LOS ANGELES – I had dinner last night at Wolfgang Puck’s restaurant Chinoise on Main for a vertical tasting of Trimbach Clos Ste.-Hune and Cuvée Frederic Emile. As good as the wines were, the most impressive part of the tasting was a short conversation I had with Jean-Michel Cazes of Château Lynch-Bages. (He is hosting a vertical tasting of three dozen vintages of Lynch in an hour.)
We both agreed how it was a shame that some of the biggest names in Bordeaux are no longer family owned – primarily Château Montrose and Château Pichon-Longueville-Lalande. The former was sold a couple of weeks ago for about $170 million to a private group led by Martin and Olivier Bouygues, of the mega French construction group Bouygues SA. The latter was bought by shareholders of the Hermes group for a reported $200 million to $230 million a few days ago.
I have not confirmed any of this with the châteaus themselves, but my sources are impeccable. And the Montrose sale has been reported in the international press.

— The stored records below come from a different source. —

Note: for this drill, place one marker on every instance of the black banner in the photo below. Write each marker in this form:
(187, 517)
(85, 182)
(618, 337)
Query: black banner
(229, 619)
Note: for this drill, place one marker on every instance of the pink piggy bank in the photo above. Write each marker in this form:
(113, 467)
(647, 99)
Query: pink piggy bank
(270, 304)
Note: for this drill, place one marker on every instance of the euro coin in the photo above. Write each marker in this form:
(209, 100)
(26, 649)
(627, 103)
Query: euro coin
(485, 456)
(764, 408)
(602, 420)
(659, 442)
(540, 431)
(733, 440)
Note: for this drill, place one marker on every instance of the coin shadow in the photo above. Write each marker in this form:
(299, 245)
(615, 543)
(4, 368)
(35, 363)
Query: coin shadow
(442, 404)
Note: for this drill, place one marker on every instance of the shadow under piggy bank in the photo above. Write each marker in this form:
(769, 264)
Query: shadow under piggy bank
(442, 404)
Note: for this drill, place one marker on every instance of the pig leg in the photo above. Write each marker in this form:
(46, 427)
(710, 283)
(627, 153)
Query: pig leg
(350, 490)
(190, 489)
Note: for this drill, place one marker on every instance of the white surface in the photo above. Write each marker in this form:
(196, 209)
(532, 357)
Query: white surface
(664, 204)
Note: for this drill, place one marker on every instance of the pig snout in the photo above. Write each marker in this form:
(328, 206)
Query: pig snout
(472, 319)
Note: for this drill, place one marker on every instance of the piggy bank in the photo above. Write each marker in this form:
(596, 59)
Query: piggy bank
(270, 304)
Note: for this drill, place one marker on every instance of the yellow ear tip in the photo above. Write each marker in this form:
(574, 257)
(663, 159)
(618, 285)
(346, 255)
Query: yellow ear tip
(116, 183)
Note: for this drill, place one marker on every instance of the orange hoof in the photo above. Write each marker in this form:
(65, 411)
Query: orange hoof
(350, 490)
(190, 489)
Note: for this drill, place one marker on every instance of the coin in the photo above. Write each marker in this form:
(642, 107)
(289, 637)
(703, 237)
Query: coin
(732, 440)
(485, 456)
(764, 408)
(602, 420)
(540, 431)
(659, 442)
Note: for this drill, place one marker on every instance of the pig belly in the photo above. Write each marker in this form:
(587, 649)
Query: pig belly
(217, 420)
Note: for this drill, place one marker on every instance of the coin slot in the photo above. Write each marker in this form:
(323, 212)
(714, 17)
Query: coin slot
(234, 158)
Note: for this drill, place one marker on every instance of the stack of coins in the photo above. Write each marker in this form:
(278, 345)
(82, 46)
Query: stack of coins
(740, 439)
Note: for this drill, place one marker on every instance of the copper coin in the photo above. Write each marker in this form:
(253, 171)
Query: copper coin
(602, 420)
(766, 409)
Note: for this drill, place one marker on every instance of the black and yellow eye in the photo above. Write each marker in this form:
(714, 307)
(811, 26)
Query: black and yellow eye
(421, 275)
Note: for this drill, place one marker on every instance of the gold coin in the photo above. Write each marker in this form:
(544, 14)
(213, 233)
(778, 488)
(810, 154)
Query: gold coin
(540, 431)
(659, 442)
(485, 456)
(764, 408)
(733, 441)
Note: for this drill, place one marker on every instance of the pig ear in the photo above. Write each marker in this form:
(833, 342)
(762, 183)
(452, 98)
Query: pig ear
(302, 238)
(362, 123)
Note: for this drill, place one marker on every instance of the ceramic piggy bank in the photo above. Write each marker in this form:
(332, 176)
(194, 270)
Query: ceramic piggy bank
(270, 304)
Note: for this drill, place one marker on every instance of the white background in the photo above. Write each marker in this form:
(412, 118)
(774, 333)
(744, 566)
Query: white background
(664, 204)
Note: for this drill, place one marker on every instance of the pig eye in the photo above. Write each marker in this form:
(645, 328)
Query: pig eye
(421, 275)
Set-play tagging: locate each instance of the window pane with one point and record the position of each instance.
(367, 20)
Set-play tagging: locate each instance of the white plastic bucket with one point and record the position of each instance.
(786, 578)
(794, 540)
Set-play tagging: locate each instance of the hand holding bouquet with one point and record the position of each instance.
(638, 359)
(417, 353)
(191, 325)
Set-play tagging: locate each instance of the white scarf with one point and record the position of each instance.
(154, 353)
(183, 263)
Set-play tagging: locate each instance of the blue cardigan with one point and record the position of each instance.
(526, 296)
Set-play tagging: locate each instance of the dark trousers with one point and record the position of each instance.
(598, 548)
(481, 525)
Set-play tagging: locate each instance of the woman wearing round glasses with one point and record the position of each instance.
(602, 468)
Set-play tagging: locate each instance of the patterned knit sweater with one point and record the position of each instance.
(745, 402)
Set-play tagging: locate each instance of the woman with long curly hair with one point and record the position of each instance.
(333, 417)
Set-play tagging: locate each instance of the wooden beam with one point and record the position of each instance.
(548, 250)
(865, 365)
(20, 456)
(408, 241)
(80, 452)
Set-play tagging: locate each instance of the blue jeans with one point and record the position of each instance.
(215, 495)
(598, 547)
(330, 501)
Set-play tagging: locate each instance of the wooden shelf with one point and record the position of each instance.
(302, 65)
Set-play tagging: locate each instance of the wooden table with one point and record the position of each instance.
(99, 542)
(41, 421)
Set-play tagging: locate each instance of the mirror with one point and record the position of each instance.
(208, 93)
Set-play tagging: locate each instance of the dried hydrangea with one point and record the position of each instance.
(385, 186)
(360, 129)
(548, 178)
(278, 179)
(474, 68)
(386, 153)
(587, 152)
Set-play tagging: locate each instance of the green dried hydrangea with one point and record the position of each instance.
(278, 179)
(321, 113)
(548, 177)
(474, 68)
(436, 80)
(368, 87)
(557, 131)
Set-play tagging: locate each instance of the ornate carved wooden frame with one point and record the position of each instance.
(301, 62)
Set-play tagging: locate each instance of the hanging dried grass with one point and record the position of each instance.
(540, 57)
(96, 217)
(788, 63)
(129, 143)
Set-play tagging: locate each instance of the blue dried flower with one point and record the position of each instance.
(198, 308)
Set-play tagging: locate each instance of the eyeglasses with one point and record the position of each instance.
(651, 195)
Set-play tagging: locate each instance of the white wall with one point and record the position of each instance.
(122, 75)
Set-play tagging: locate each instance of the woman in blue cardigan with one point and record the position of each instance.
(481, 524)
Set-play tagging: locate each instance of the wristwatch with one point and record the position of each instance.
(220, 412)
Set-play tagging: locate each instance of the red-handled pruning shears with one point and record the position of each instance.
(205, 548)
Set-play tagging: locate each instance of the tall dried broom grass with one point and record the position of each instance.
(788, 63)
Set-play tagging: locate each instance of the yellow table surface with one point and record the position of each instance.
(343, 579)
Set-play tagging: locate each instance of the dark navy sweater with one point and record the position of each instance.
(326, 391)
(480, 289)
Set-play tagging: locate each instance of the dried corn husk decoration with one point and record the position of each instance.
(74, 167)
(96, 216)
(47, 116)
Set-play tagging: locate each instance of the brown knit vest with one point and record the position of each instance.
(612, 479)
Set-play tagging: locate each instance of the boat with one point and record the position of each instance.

The Pichon-Lalande sale apparently is not for the complete ownership of the château but the majority of the shares. And Hermes has the option to buy the remainder over an undisclosed period.
One other interesting point to all this is that the former technical director of Haut-Brion and La Mission-Haut-Brion, Jean Delmas, is being brought out of retirement to oversee the winemaking at Montrose. His son, Jean-Philippe Delmas, who is technical director at HB and LM, says his father is very excited to be back in action. Can’t wait to see what happens at Montrose. Delmas is one of the greatest winemakers ever in Bordeaux, and the second growth needs a push in quality.